GNV2-SLAM: vision SLAM system for cowshed inspection robots

Simultaneous Localization and Mapping (SLAM) has emerged as one of the foundational technologies enabling mobile robots to achieve autonomous navigation, garnering significant attention in recent years. To address the limitations inherent in traditional SLAM systems when operating within dynamic environments, this paper proposes a new SLAM system named GNV2-SLAM based on ORB-SLAM2, offering an innovative solution for the scenario of cowshed inspection. This innovative system incorporates a lightweight object detection network called GNV2 based on YOLOv8. Additionally, it employs GhostNetv2 as backbone network. The CBAM attention mechanism and SCDown downsampling module were introduced to reduce the model complexity while ensuring detection accuracy. Experimental results indicate that the GNV2 network achieves excellent model compression effects while maintaining high performance: mAP@0.5 increased by 1.04%, reaching a total of 95.19%; model parameters were decreased by 41.95%, computational cost reduced by 36.71%, and the model size shrunk by 40.44%. Moreover, the GNV2-SLAM system incorporates point and line feature extraction techniques, effectively mitigate issues reduced feature point extraction caused by excessive dynamic targets or blurred images. Testing on the TUM dataset demonstrate that GNV2-SLAM significantly outperforms the traditional ORB-SLAM2 system in terms of positioning accuracy and robustness within dynamic environments. Specifically, there was a remarkable reduction of 96.13% in root mean square error (RMSE) for absolute trajectory error (ATE), alongside decreases of 88.36% and 86.19% for translation and rotation drift in relative pose error (RPE), respectively.
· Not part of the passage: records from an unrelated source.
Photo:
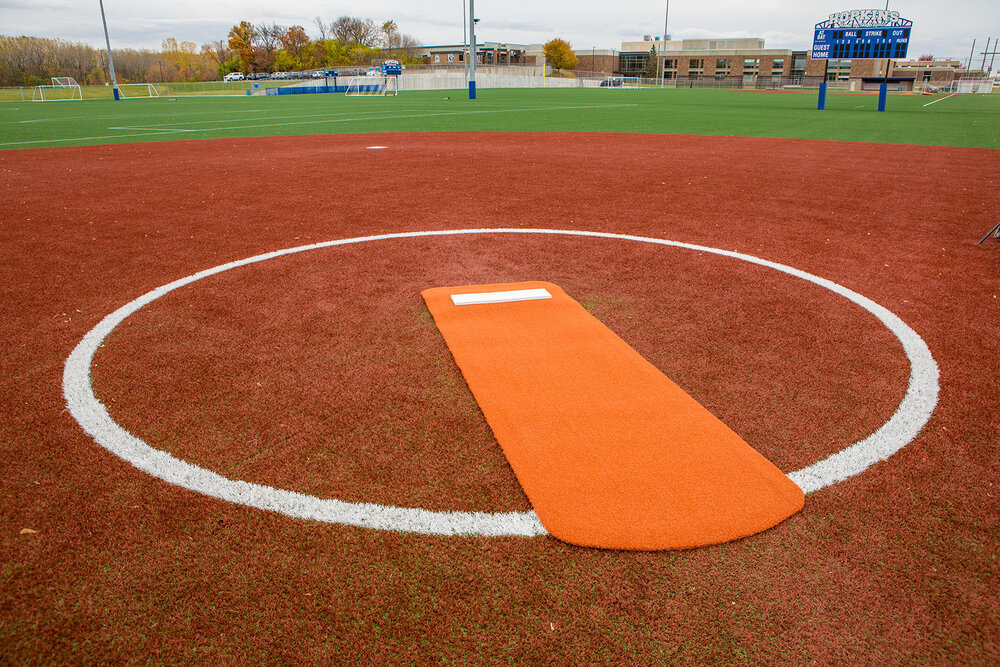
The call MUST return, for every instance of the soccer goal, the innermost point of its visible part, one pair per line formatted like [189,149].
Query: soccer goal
[62,88]
[621,82]
[131,91]
[372,85]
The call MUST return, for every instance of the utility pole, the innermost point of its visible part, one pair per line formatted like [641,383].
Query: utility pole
[472,50]
[663,62]
[111,63]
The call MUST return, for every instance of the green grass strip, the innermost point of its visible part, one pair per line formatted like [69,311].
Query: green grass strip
[963,120]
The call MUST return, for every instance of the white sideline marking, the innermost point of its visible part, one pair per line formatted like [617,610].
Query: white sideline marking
[941,99]
[500,297]
[905,424]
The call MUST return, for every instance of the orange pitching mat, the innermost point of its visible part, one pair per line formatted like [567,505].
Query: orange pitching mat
[610,452]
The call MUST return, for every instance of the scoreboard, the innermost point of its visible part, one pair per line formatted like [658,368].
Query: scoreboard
[861,34]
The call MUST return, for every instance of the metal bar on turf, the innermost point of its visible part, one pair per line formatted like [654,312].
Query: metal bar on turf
[995,231]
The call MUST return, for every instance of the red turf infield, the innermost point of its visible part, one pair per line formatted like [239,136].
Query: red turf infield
[238,373]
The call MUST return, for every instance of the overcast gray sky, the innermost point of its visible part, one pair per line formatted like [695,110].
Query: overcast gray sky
[941,27]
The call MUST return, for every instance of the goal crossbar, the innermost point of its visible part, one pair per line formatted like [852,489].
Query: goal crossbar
[372,86]
[62,88]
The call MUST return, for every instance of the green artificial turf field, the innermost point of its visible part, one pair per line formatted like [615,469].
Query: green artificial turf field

In terms of tracking evaluation, GNV2-SLAM successfully completes the tracking processing of a single frame image within 30 ms, demonstrating expressive real-time performance and competitiveness. Following the deployment of this system on inspection robots and subsequent experimental trials conducted in the cowshed environment, the results indicate that when the robot operates at speeds of 0.4 m/s and 0.6 m/s, the pose trajectory output by GNV2-SLAM is more consistent with the robot's actual movement trajectory. This study systematically validated the system's significant advantages in target recognition and positioning accuracy through experimental verification, thereby providing a new technical solution for the comprehensive automation of cattle barn inspection tasks.